"I do not think it means what you think it means" —Inigo Montoya

Have you seen the 1987 movie “Princess Bride”? The character Vizzini repeatedly says “inconceivable!,” in situations where that word doesn’t quite apply. Finally Inigo Montoya tries to correct him, in this scene:

I do not think it means what you think it means—that’s a useful idea in recovery. It’s normal to make snap judgments about our ourselves and our environment all day long, informed by past experience. But for some of us those judgments are shaped by harmful experiences like trauma, abuse, neglect, anxiety and fear, depression, low self-worth, bullying, a hostile relationship to ourselves, etc.

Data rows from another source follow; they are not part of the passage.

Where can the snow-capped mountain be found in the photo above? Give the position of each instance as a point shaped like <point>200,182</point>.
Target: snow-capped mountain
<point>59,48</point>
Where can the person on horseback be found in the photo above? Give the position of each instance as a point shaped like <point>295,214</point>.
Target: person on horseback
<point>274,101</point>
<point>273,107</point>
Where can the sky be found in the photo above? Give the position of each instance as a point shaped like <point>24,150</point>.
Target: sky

They powerfully skew what we believe to be happening and why, also our beliefs about who we are and what we can expect from this world. Over time those beliefs are repeatedly confirmed but rarely examined—like a car owner that never really looks at the engine under the hood. They drive everything: the self-talk in our head, who we choose as a partner, habitual facial expressions and body language, strong emotional reactions, what we notice and what we are blind to. Unexamined beliefs become false facts. And we get very sure that things mean exactly what we think they mean.

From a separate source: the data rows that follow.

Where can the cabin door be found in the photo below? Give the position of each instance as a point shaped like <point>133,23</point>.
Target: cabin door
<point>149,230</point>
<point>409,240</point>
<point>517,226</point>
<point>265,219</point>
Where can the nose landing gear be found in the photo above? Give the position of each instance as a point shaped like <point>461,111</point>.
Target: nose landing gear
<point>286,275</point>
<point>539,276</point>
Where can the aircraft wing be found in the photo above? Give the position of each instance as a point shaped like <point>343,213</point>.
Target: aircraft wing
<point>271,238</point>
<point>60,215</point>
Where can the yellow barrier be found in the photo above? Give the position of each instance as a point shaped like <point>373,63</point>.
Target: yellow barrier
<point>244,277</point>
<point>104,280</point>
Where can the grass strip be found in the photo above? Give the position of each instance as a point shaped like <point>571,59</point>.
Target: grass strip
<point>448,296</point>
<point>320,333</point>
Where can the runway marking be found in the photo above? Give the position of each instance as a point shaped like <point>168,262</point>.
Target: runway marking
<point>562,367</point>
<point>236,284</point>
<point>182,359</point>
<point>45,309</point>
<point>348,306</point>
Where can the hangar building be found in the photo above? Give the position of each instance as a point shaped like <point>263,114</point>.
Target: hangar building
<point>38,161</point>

Like if you have chronic social anxiety and also have come to believe your thoughts have little value. You’re feeling anxious most of the day because you know you’re going to force yourself to go to a dinner gathering after work where you don’t know many people. When you arrive at the party and chat for a bit with the host, you notice her looking away a lot as you speak. Your impression is that she finds you boring and no one else really wants you here either. Even though she herself may just be nervous and trying to make sure everyone is having a good time, your first assessment has you sinking into shame and failure and the food hasn’t even been served yet. With your courage for starting other conversations evaporated, you’d rather escape to the bathroom and spend half the night there rather than keep trying.

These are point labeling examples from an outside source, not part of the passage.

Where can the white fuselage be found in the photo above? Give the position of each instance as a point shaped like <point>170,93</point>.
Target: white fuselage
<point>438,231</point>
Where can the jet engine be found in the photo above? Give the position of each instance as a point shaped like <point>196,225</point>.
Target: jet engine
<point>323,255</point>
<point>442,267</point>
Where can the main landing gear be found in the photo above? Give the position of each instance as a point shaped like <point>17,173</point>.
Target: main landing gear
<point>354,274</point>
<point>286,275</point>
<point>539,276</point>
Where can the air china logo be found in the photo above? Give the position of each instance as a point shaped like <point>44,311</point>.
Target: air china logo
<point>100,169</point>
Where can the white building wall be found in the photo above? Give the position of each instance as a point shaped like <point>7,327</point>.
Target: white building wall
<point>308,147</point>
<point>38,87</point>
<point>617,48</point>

In moments like these it may actually be a relief to tell yourself that you might be wrong—that you may be misinterpreting, mistaking, or exaggerating the meaning of what you are seeing or feeling or thinking. Maybe that host actually did think you were boring, but in that case what does she know, with her pretentious table settings and dry risotto? It’s more likely though that she was just distracted and insecure herself, and it might be healing to let that possibility wear away at those old beliefs about yourself. I don’t think it means what you think it means. You can say it to yourself lovingly, supportively. You can even say it in Inigo’s accent, which I’d recommend.